Health Savings Accounts & Medicare

August 31, 2020

As the population ages, a growing number of Americans will soon become eligible for Medicare. Those enrolled in a high-deductible health plan (HDHP) with a Health Savings Account (HSA) will have to choose between electing Medicare or continuing to contribute tax-free dollars to their HSA.

HSAs & Social Security Benefits

To be eligible for an HDHP and HSA tax benefits, the insured may not be covered by any other health insurance plan or reimbursement arrangement. This becomes an issue when an HSA participant (or the participant’s spouse) applies for Social Security benefits after the participant’s age 65 Medicare eligibility date, as this also makes the participant eligible for Medicare A coverage. Once enrolled in Medicare, participants are no longer eligible to contribute to an HSA even though the funds are still available to them. An employee (or employee’s spouse) could continue under an employer’s group health plan and receive both Social Security and Medicare benefits.
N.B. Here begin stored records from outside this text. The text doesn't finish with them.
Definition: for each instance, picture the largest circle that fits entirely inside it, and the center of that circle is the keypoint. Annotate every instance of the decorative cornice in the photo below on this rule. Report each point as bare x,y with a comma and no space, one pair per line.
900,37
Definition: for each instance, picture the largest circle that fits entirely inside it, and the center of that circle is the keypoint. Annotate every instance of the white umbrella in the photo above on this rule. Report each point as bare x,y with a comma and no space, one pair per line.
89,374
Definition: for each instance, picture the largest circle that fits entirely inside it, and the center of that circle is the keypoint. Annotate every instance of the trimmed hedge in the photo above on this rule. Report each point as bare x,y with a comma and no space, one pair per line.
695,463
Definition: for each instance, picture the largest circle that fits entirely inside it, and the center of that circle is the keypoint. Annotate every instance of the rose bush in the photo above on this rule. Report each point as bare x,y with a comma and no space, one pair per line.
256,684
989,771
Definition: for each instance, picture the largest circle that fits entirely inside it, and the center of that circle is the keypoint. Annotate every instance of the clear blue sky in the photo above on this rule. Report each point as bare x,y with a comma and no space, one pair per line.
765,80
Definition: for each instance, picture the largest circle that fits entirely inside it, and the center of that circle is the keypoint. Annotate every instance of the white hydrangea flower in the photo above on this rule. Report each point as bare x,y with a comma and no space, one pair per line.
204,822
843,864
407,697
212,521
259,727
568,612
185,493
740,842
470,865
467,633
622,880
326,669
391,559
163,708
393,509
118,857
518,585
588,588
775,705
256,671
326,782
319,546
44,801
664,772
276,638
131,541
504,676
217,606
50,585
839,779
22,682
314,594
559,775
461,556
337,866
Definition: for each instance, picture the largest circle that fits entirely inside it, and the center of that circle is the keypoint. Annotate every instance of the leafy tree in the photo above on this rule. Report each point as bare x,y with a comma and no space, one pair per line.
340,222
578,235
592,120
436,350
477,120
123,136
Medicare A coverage is not optional and cannot be refused even if the benefit is not wanted. Medicare A coverage is also retroactive for six months from the date the employee elected to commence Social Security. Thus, the Medicare-eligible employee who receives Social Security benefits while participating in the HSA plan has unwittingly become covered by Medicare A and now is ineligible for the HSA income tax deduction. Participating in the HSA plan prior to the commencement of Medicare A coverage is permitted, but the income tax deduction is prorated for the year in which participation began and excludes the part of the year when Medicare A coverage is effective.

After Medicare election, HSA funds are still available for payment of uninsured medical expenses, as well as Medicare Part B and D premiums, but no additional contributions may be made.  One advantage is the inreased flexibility to spend HSA dollars after age 65 without the 20% penalty on spending for non-eligible expenses. 

In summary, when the employee is given a choice between an HDHP and regular health insurance plan, it is likely preferable to avoid participating in the HDHP in the calendar year in which Social Security and Medicare A coverage begins.

Medicare Legislation

About a year ago, the HSA industry started talking to lawmakers about making HSAs eligible for senior citizens on Medicare. A bill with bipartisan support was introduced at the end of 2019 and there is currently an effort underway to get sponsors for a companion bill in the Senate which would allow Medicare enrollees to set up and fund an HSA.   

There is a misconception in the market that Medicare is generous and covers everything, but there are a variety of services that are either not covered or have some sort of donut hole or cost sharing.  The average Medicare beneficiary will spend over $3,100 out of pocket per year. 

Remember that Medicare is an individual policy. HSA Council research conducted in 2019 surveyed public opinion and found overwhelming voter support for HSAs. Two questions were asked:

  1. Should Seniors on Medicare be able to keep contributing to an HSA if they already have one when they go on Medicare?
  2. Should seniors have the option to purchase an HSA, if they want one, once they are on Medicare?

In both cases, over 80% of voters approved these ideas regardless of party affiliation. Chard Snyder will keep you updated on any development with the interaction of HSAs and Medicare.